CI: Consolidate test matrix configurations into ci/test-matrix.json with hard-coded values, optimized checkout, and prepared Windows self-hosted runner migration by Copilot · Pull Request #889 · NVIDIA/cuda-python

Copilot · 2025-08-22T01:52:54Z

This PR consolidates the hardcoded test matrices from GitHub workflow files into a centralized JSON configuration file, addressing the issue where test matrix data was scattered and embedded within execution logic.

Changes Made

New file: ci/test-matrix.json

Consolidated all test matrix configurations from both Linux and Windows workflows
All GPU and ARCH values are now hard-coded with no runtime evaluation
Each entry contains exactly 6 fields: ARCH, PY_VER, CUDA_VER, LOCAL_CTK, GPU, DRIVER
Separate entries for amd64 (l4 GPU) and arm64 (a100 GPU) architectures for Linux
Windows entries configured with mixed T4/L4 GPU support and "latest" driver
Added comprehensive documentation and sorting guidelines

Updated workflows:

.github/workflows/test-wheel-linux.yml: Replaced 58-line hardcoded matrix with JSON-based logic, removed runtime GPU substitution, optimized checkout with fetch-depth: 1, configured self-hosted runners with proxy cache support
.github/workflows/test-wheel-windows.yml: Replaced 12-line hardcoded matrix with JSON-based logic, added missing GPU/DRIVER fields, prepared for future self-hosted runner migration with TODO comments, optimized checkout with fetch-depth: 1 for compute-matrix job

Matrix Structure

The JSON now contains explicit entries for each architecture combination:

Linux pull-request: 20 entries (10 amd64 + 10 arm64)
Linux nightly: 48 entries (24 amd64 + 24 arm64)
Linux special runners: 1 entry (H100 for amd64)
Windows pull-request/nightly: 4 entries each (amd64 only with mixed T4/L4 GPUs)

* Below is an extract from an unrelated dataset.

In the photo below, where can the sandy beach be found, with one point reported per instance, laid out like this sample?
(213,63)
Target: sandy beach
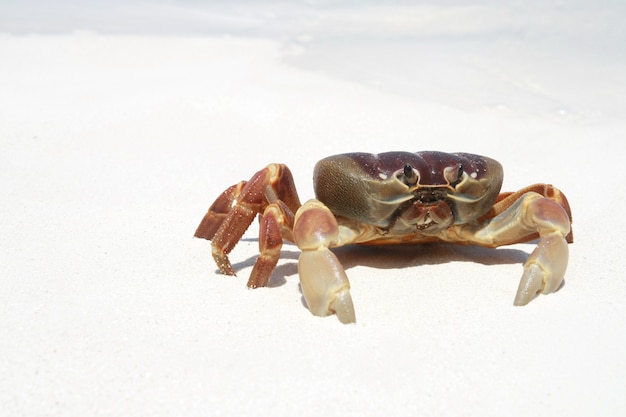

All entries follow the consistent 6-field structure with hard-coded values, eliminating runtime evaluation and improving maintainability.

Self-Hosted Runner Configuration

Linux workflow uses configurable self-hosted runners:

Pattern: "linux-${{ matrix.ARCH }}-gpu-${{ matrix.GPU }}-${{ matrix.DRIVER }}-1"
Includes proxy cache setup using nv-gha-runners/setup-proxy-cache@main

Windows workflow remains on GitHub-hosted runners with migration preparation:

Current: 'cuda-python-windows-gpu-github'
Prepared configuration: "windows-${{ matrix.ARCH }}-gpu-${{ matrix.GPU }}-${{ matrix.DRIVER }}-1" (commented with TODO)
Proxy cache setup ready (commented with TODO)
Tool installation blocks marked for removal once self-hosted runners are available

Performance Optimizations

Optimized checkout: Both workflows use fetch-depth: 1 for compute-matrix jobs since git history and tags are not needed
Linux proxy cache: Active proxy cache support improves build performance on self-hosted runners
Windows future-ready: All optimizations prepared for easy activation when self-hosted runners become available

Windows GPU Configuration

Windows test matrix strategically uses both T4 and L4 GPUs to maintain compatibility while leveraging newer capabilities:

Python 3.12 + CUDA 12.9.0: L4 (LOCAL_CTK=0), T4 (LOCAL_CTK=1)
Python 3.13 + CUDA 13.0.0: T4 (LOCAL_CTK=0), L4 (LOCAL_CTK=1)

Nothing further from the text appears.